02.17.14
Bitcoin palpitation
This morning, Bitcoin could be purchased in Los Angeles, as USC, for $317, the average price on Mt. Gox.
The same seller is now advertising 268 with the caveat, “Price is Mt. Gox market price at time of transaction.”
Mt. Gox, as of right at post publication, is offering an average $320, a low of $248, and a high of $411.
Linking is pointless as the exchange rate is so changeable.
Bitcoincharts dot com offers a spread of pricing, from $629 at BitStamp in the US to a low of 207 from Mt. Gox (in Euros), 278 in dollars.
But why would you buy any BitCoin that offered at an online exchange for higher values? Isn’t the purpose of the network to grease the best, most frictionless, most advantageous deal? It is, by design, an every-man-for-himself currency.
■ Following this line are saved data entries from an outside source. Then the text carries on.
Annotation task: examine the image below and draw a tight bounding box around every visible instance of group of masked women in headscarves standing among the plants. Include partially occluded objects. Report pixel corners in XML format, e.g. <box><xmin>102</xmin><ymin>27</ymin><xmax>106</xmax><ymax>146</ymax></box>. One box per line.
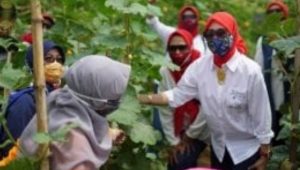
<box><xmin>0</xmin><ymin>0</ymin><xmax>290</xmax><ymax>170</ymax></box>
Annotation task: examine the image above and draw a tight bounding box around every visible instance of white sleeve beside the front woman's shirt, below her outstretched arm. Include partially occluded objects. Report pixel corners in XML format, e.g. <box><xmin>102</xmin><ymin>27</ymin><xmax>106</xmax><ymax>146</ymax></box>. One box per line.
<box><xmin>185</xmin><ymin>107</ymin><xmax>210</xmax><ymax>143</ymax></box>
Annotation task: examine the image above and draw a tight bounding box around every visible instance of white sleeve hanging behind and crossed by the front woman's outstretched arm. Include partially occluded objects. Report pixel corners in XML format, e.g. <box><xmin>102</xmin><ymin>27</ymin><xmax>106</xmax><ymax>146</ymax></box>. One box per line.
<box><xmin>159</xmin><ymin>68</ymin><xmax>180</xmax><ymax>145</ymax></box>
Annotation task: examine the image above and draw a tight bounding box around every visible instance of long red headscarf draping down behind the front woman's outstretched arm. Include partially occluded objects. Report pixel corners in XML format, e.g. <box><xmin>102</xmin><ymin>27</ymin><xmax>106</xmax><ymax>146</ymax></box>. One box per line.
<box><xmin>168</xmin><ymin>29</ymin><xmax>200</xmax><ymax>136</ymax></box>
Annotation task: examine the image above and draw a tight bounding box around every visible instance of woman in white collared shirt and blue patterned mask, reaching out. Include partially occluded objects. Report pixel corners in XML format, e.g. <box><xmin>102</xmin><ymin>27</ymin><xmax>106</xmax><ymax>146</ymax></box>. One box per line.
<box><xmin>138</xmin><ymin>12</ymin><xmax>273</xmax><ymax>170</ymax></box>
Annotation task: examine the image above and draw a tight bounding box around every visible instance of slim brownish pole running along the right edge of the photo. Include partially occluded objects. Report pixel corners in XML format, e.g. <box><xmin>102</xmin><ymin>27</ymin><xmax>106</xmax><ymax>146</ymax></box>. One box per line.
<box><xmin>290</xmin><ymin>0</ymin><xmax>300</xmax><ymax>170</ymax></box>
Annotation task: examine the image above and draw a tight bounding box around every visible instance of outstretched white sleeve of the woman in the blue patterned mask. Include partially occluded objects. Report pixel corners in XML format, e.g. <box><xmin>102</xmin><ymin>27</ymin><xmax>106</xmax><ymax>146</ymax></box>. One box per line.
<box><xmin>163</xmin><ymin>60</ymin><xmax>199</xmax><ymax>108</ymax></box>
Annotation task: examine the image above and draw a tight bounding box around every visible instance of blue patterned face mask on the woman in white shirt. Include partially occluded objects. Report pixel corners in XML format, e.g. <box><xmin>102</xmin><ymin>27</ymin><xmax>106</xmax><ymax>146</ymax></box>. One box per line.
<box><xmin>207</xmin><ymin>35</ymin><xmax>232</xmax><ymax>57</ymax></box>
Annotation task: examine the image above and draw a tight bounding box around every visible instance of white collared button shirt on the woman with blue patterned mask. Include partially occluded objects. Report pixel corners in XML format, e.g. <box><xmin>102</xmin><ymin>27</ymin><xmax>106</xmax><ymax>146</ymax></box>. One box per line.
<box><xmin>164</xmin><ymin>51</ymin><xmax>273</xmax><ymax>164</ymax></box>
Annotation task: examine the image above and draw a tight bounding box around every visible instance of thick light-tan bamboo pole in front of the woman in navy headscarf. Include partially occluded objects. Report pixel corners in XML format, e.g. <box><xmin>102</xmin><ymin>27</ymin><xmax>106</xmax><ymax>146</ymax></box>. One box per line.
<box><xmin>31</xmin><ymin>0</ymin><xmax>49</xmax><ymax>170</ymax></box>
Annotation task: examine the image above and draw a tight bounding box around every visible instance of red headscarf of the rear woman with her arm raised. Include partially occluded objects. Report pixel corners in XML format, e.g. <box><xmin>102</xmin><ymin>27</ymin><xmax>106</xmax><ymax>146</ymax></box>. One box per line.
<box><xmin>177</xmin><ymin>6</ymin><xmax>200</xmax><ymax>37</ymax></box>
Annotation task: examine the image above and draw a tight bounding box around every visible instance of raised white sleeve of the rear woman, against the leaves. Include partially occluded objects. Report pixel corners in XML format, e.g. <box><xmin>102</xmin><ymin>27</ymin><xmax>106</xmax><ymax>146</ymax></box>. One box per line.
<box><xmin>147</xmin><ymin>16</ymin><xmax>176</xmax><ymax>46</ymax></box>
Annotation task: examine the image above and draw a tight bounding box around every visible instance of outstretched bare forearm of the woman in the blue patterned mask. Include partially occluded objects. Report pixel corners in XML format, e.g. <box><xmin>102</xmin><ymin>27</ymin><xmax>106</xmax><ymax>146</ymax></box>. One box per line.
<box><xmin>138</xmin><ymin>93</ymin><xmax>169</xmax><ymax>105</ymax></box>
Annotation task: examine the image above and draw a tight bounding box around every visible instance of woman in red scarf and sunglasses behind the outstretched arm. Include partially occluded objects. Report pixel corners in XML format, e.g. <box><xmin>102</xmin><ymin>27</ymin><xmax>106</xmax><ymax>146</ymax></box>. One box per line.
<box><xmin>159</xmin><ymin>29</ymin><xmax>209</xmax><ymax>170</ymax></box>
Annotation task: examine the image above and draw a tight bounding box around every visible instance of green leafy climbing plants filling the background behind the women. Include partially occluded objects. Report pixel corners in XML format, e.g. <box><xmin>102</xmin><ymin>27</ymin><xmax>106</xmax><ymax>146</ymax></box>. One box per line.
<box><xmin>0</xmin><ymin>0</ymin><xmax>300</xmax><ymax>170</ymax></box>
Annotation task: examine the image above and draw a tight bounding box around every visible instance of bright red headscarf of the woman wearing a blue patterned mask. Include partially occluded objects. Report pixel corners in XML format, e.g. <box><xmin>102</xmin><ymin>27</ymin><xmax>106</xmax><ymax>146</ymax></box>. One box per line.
<box><xmin>205</xmin><ymin>12</ymin><xmax>247</xmax><ymax>67</ymax></box>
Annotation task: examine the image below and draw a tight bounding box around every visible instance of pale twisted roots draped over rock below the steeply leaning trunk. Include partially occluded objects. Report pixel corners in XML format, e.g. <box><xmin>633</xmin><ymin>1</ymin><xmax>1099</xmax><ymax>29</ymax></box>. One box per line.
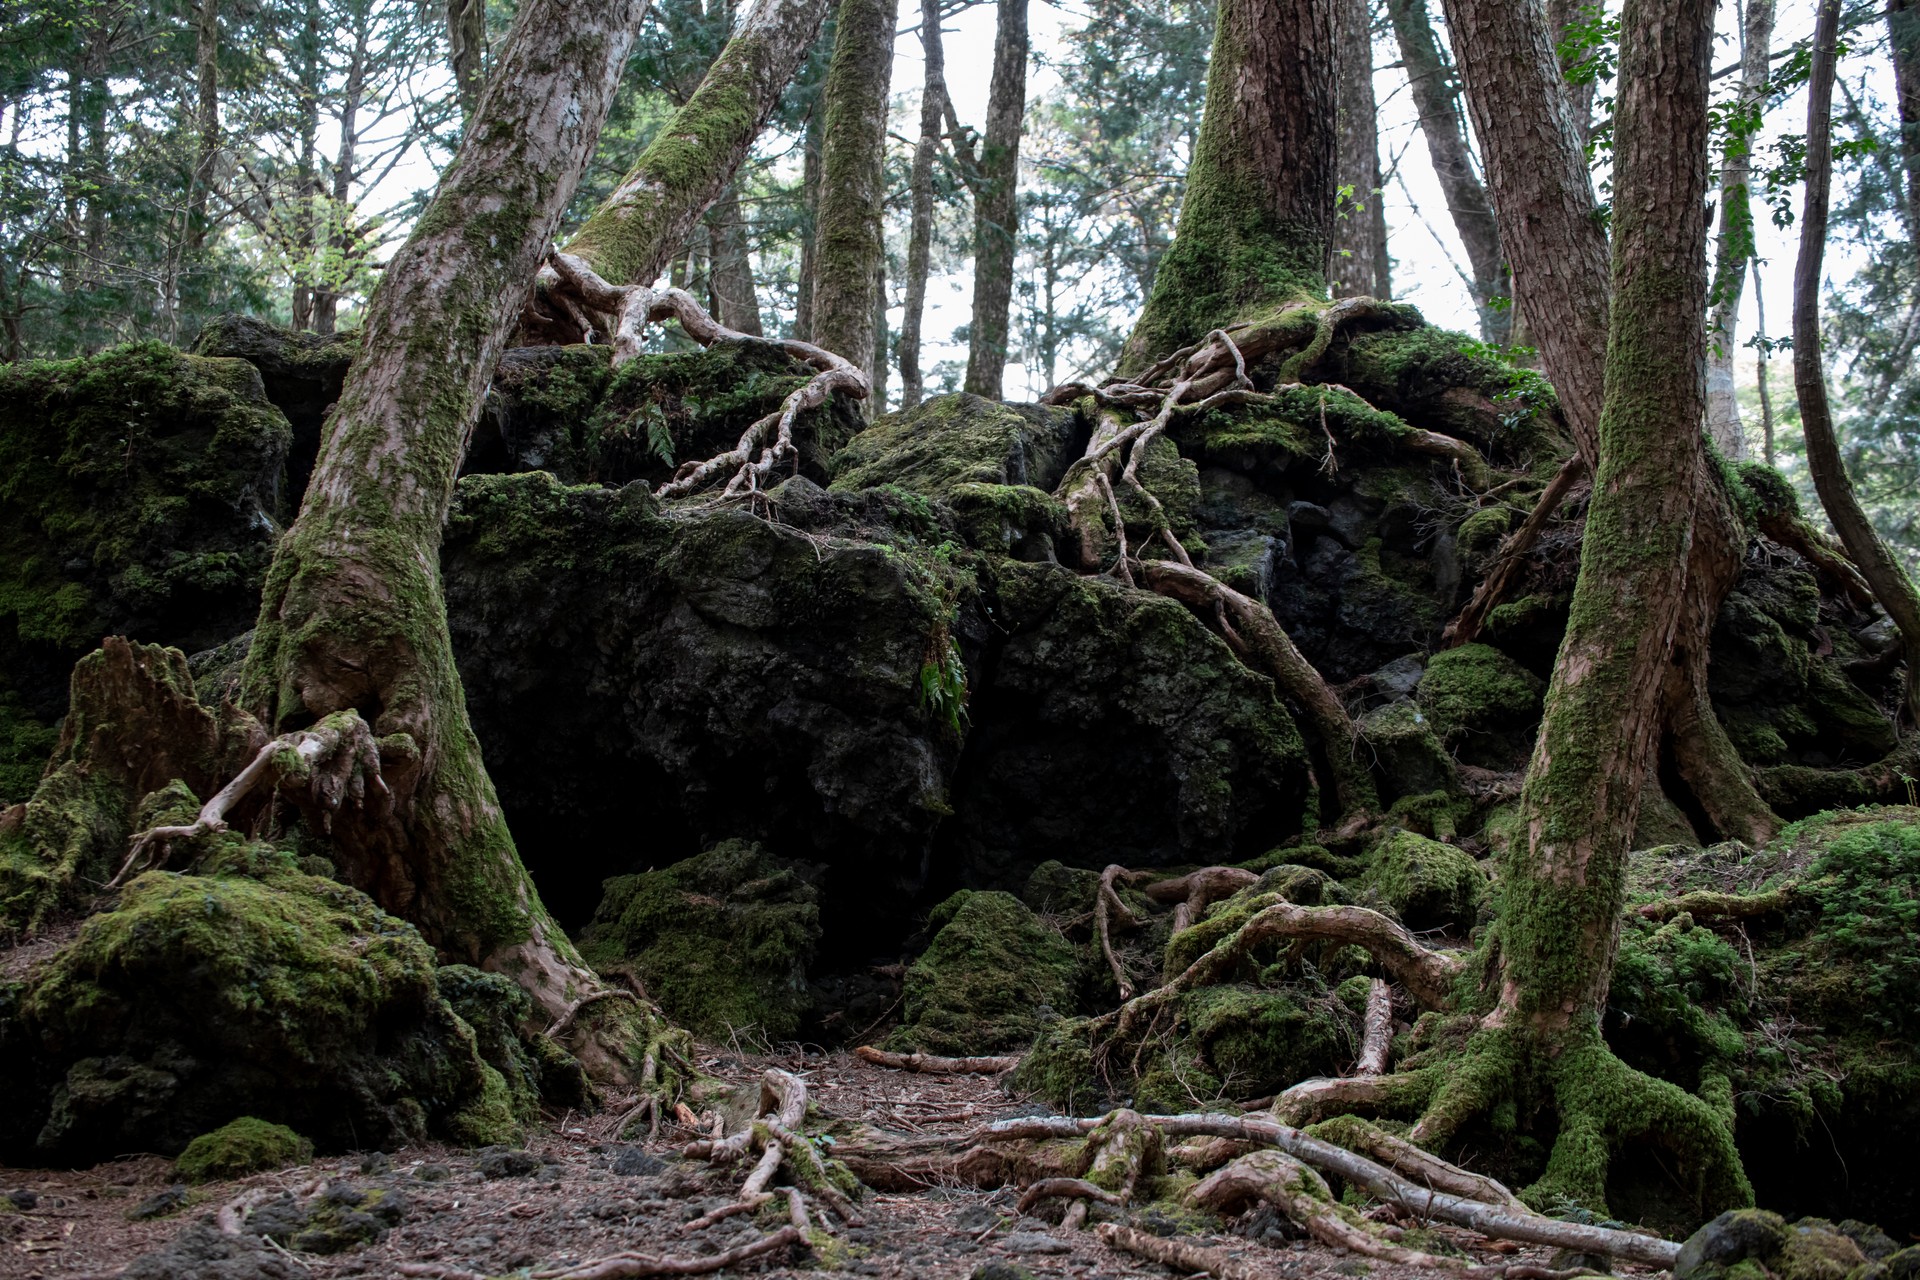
<box><xmin>547</xmin><ymin>249</ymin><xmax>872</xmax><ymax>497</ymax></box>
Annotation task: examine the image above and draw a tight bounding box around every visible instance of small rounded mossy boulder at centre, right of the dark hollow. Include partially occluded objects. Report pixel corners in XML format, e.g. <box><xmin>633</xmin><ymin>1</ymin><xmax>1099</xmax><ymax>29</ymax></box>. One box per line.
<box><xmin>889</xmin><ymin>890</ymin><xmax>1075</xmax><ymax>1055</ymax></box>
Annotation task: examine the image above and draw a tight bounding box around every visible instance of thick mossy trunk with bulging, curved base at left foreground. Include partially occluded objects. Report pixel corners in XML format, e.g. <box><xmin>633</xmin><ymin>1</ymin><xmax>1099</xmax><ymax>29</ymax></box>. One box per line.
<box><xmin>242</xmin><ymin>0</ymin><xmax>645</xmax><ymax>1043</ymax></box>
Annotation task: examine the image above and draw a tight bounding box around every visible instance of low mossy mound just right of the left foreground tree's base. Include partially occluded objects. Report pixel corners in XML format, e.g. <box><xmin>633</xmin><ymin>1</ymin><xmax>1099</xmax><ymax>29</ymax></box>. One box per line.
<box><xmin>580</xmin><ymin>841</ymin><xmax>820</xmax><ymax>1040</ymax></box>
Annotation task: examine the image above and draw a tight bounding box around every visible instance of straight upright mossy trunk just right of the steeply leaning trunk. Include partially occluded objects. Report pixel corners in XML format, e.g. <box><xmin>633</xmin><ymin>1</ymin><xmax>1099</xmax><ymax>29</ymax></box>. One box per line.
<box><xmin>812</xmin><ymin>0</ymin><xmax>899</xmax><ymax>378</ymax></box>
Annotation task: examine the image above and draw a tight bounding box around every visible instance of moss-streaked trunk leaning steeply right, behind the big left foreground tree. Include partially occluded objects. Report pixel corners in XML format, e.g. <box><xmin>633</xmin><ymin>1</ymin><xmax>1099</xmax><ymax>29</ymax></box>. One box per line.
<box><xmin>566</xmin><ymin>0</ymin><xmax>828</xmax><ymax>284</ymax></box>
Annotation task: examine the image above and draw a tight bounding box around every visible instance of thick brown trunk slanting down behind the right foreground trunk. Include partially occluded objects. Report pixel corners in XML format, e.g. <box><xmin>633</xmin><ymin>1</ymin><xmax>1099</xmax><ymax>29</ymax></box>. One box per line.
<box><xmin>1446</xmin><ymin>0</ymin><xmax>1607</xmax><ymax>445</ymax></box>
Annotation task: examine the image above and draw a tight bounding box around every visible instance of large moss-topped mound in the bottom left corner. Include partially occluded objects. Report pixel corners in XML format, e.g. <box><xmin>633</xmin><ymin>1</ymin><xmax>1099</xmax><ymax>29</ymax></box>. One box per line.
<box><xmin>0</xmin><ymin>859</ymin><xmax>516</xmax><ymax>1163</ymax></box>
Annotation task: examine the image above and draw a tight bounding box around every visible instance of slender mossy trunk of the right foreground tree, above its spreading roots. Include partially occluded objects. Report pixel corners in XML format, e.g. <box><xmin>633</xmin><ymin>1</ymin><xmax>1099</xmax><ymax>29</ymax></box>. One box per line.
<box><xmin>1497</xmin><ymin>0</ymin><xmax>1713</xmax><ymax>1036</ymax></box>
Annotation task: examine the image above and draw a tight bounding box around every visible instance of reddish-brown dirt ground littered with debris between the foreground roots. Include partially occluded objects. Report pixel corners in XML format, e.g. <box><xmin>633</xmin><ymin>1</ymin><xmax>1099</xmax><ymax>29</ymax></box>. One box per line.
<box><xmin>0</xmin><ymin>1052</ymin><xmax>1666</xmax><ymax>1280</ymax></box>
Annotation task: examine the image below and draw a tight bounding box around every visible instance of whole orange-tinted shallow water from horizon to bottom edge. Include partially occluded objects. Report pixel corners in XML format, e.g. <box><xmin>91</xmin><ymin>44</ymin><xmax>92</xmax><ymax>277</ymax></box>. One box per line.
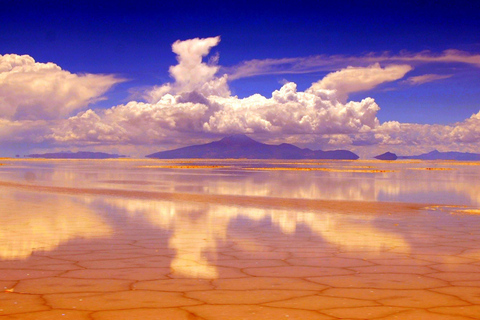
<box><xmin>0</xmin><ymin>160</ymin><xmax>480</xmax><ymax>319</ymax></box>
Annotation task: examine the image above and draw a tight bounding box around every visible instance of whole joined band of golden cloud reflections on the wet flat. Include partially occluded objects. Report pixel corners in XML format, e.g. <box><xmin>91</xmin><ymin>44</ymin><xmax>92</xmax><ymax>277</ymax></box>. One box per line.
<box><xmin>0</xmin><ymin>191</ymin><xmax>410</xmax><ymax>279</ymax></box>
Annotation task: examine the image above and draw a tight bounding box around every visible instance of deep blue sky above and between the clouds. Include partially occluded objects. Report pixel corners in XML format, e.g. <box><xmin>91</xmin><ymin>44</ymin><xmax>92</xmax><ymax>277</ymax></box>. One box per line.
<box><xmin>0</xmin><ymin>0</ymin><xmax>480</xmax><ymax>124</ymax></box>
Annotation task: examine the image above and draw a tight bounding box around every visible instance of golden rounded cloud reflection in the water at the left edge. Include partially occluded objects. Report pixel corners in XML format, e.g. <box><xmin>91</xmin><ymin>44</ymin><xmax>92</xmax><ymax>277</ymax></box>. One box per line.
<box><xmin>0</xmin><ymin>190</ymin><xmax>112</xmax><ymax>259</ymax></box>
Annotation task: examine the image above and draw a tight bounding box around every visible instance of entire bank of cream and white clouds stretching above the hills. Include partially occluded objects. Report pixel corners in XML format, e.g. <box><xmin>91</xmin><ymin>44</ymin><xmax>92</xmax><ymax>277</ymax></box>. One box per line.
<box><xmin>0</xmin><ymin>37</ymin><xmax>480</xmax><ymax>155</ymax></box>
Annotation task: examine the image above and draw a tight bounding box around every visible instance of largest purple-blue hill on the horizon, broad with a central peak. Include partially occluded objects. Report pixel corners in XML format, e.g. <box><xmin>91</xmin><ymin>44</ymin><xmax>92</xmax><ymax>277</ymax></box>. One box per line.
<box><xmin>146</xmin><ymin>134</ymin><xmax>358</xmax><ymax>160</ymax></box>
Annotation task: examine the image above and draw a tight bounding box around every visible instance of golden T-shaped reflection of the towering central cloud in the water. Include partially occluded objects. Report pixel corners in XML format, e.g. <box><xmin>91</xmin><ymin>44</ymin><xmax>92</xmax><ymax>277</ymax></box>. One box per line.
<box><xmin>104</xmin><ymin>198</ymin><xmax>409</xmax><ymax>279</ymax></box>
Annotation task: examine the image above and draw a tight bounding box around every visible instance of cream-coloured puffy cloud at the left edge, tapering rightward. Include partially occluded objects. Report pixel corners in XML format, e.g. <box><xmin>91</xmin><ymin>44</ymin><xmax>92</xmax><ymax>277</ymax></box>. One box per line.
<box><xmin>0</xmin><ymin>54</ymin><xmax>123</xmax><ymax>120</ymax></box>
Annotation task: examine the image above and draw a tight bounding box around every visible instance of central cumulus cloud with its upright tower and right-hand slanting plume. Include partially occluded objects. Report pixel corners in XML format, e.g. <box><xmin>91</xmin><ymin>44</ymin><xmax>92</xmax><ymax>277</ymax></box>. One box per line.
<box><xmin>50</xmin><ymin>37</ymin><xmax>390</xmax><ymax>144</ymax></box>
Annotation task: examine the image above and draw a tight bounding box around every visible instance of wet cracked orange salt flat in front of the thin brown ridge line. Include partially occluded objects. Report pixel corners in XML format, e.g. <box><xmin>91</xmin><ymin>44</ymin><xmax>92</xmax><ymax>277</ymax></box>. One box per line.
<box><xmin>0</xmin><ymin>161</ymin><xmax>480</xmax><ymax>319</ymax></box>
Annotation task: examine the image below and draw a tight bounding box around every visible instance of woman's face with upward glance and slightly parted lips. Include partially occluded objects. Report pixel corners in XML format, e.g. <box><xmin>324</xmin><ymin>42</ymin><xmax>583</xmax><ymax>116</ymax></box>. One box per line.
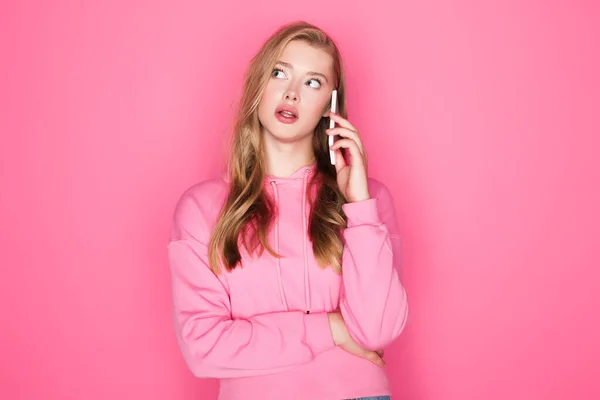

There is no advantage in buying a Bitcoin at any of the elevated rates, either from local traders or on-line exchanges. If there is a wide spread in valuation, this money is only as valuable at the lowest price, presumably sold where the most volume is conducted.
One of the ways to restore the value, then, is by price fixing. The Bitcoin sellers all look at the charts and unilaterally agree to not sell at anything below the highest number. Ha-ha.
Thought exercise: How much have the Winklevoss twins lost on their Bitcoin holdings over the weekend?
Yes, I’ll try anything once. This blog now accepts BitCoin charity.